J'ai passé un bon moment avec ton texte. Il y a quelques longueurs, un petit coup de mou au milieu quand les deux frères se retrouvent avec le pingouin sur les bras, mais l'humour fait finalement bien passer les 30 000 caractères.

C'est l'un des points forts du texte, l'autre à mon sens, c'est ta capacité à créer un décor et des personnages crédibles. Le début est très réussi, le fait d'avoir développé l'histoire familiale avec de nombreux petits détails donnent de la profondeur au récit : ça passe bien et ce n'est pas si évident de faire une intro narrative dans ce genre, tu as su éviter les lourdeurs.

Pour le fond, ça manque un peu d'action mais l'originalité de l'idée principale et le suspens maintiennent l'intérêt du lecteur.

Il y a une vraie cohérence avec tes deux nouvelles précédentes, le ton et l'ambiance font un peu penser aux romans de Bukowski.
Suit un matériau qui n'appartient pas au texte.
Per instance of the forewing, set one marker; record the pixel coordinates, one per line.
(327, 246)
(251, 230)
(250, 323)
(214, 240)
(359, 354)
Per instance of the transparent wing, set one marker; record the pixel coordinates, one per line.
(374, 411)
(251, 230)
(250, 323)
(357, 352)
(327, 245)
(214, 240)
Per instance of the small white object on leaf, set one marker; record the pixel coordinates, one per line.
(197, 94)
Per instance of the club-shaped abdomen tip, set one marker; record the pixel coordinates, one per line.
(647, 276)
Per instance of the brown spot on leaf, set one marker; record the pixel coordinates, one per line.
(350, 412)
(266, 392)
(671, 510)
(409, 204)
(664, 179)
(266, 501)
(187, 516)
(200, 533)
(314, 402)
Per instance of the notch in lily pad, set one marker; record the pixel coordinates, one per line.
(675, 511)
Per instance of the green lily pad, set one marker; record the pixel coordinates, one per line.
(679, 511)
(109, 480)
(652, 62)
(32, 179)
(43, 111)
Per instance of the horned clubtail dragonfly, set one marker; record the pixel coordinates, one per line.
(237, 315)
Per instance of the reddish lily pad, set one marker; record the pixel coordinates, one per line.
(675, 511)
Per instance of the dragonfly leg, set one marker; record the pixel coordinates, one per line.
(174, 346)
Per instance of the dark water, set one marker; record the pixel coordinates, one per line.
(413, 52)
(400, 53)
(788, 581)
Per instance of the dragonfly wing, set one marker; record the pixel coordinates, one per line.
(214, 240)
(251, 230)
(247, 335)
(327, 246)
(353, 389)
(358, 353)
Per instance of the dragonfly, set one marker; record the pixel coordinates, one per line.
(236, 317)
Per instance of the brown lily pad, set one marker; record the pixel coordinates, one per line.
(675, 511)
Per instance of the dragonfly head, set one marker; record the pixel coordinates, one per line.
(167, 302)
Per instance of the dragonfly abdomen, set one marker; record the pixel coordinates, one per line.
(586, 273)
Des tranches de vie de gens ordinaires dans une campagne française qui a un je ne sais quoi américain.

Bonne continuation

   Marite   
24/1/2017
 a aimé ce texte 
Bien ↑
Et après ? ... ai-je envie de dire ! Car, embarquée dans cette histoire avec deux frères bien sympathiques j'aurais aimé suivre la réaction du père à la phrase de conclusion de cette nouvelle :
« P'pa ? Tu savais que les pingouins ne savent pas nager ? »
Mais, peut-être y aura-t-il une suite ?
Les dialogues passent comme une lettre à la poste, tout comme d'ailleurs les cogitations du jeune frère. Aucun ennui au cours de cette lecture qui s'est poursuivie sur un bon rythme pour moi.

   klint   
7/2/2017
 a aimé ce texte 
Un peu
Bonjour

Pour moi le début traîne un peu en longueur, malgré une écriture alerte. Trop de détails sont posés pour une nouvelle, ces détails à mon sens auraient leur place dans un roman, ici ils devraient être élagués sévérement.

Les dialogue sont bien rendus mais là encore le sauvetage de Mollo traîne un peu en longueur.

Les passage "sentimental' - à partir de "Tu sais Tom… des fois je m'en veux de faire des conneries pareilles,"entre les deux frères me semble aussi un poil trop explicatif (à part en fin de nuit d'ivresse, je ne vois pas quelqu'un parler ainsi mais là justement il ne l'est plus)

Malgré ces longueur j'ai apprécié l'écriture alerte, avec beaucoup d'humour et du recul, les scènes un brin cocasses et la relation entre les deux frères.